Dec. 19 (Bloomberg) -- West Texas Sour weakened against the U.S. benchmark crude as Western Refining Inc.’s El Paso plant in Texas reduced production after an unplanned outage on a fluid catalytic cracker.
The malfunction occurred Dec. 14 on the south side of the 128,000-barrel-a-day plant, Gary Hanson, a Tempe, Arizona-based spokesman for the company, said by e-mail. The refinery should be back to full capacity this weekend.
The plant processes both benchmark West Texas Intermediate and West Texas Sour crudes, according to Western’s website.
WTS, a light, high-sulfur grade loaded in Midland, Texas, weakened $2.75 to a discount of $18 a barrel to WTI in Cushing Oklahoma, at 3:58 p.m. New York time, according to data compiled by Bloomberg. It’s the largest spread since Nov. 21.
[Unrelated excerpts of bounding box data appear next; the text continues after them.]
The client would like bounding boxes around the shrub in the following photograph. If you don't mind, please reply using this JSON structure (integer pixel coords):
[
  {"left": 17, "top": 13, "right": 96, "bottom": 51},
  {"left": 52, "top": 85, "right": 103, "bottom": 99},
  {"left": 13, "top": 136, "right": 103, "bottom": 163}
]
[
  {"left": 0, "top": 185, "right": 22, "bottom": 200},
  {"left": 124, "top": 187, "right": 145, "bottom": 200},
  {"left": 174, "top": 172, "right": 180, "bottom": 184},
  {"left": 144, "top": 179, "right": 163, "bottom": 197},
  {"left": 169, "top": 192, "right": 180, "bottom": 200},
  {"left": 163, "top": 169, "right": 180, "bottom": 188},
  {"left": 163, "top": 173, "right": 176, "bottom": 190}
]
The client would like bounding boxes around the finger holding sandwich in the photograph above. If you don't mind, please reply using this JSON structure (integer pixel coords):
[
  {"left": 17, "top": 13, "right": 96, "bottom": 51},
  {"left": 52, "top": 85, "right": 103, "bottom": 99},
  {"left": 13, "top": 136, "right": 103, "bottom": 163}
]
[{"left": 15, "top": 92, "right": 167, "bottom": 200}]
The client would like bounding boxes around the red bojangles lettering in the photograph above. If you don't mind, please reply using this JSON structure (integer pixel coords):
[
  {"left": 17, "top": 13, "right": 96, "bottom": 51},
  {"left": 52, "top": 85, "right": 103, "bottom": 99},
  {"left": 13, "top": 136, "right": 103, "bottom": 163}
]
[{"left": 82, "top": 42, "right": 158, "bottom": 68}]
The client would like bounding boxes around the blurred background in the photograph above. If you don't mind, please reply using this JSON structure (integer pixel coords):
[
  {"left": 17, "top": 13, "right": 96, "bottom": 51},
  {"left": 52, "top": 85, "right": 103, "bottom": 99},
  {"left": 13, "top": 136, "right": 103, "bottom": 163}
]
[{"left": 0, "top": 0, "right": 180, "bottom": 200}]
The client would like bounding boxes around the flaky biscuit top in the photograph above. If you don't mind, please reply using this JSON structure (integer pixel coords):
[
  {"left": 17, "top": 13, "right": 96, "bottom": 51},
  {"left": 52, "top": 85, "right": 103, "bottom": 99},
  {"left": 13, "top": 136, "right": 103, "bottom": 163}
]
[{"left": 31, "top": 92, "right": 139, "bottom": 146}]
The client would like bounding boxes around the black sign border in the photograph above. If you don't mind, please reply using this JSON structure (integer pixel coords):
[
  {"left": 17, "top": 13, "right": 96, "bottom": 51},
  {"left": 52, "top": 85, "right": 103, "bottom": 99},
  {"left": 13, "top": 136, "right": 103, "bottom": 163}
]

West Texas Intermediate in Midland weakened 75 cents to a $14.25-a-barrel discount to the U.S. benchmark crude in Cushing.
Canadian crudes strengthened against the U.S. benchmark as Exxon Mobil Corp. finished planned maintenance on the Pegasus pipeline system.
Amber Gardner, an Exxon spokeswoman based in Houston, said station work had been completed along the 96,000-barrel-a-day line, which carries crude to the U.S. Gulf Coast from Patoka, Illinois. The pipeline was shut during the maintenance, which began Dec. 6, a person with knowledge of the work said Nov. 14.
West Canada Select’s discount to WTI narrowed $2 to $33 a barrel. The price reflects Canadian crude on the spot market for February delivery.
Syncrude, a light, sweet oil made from upgraded bitumen in Canada, strengthened $1.50 to a $1-a-barrel premium over WTI.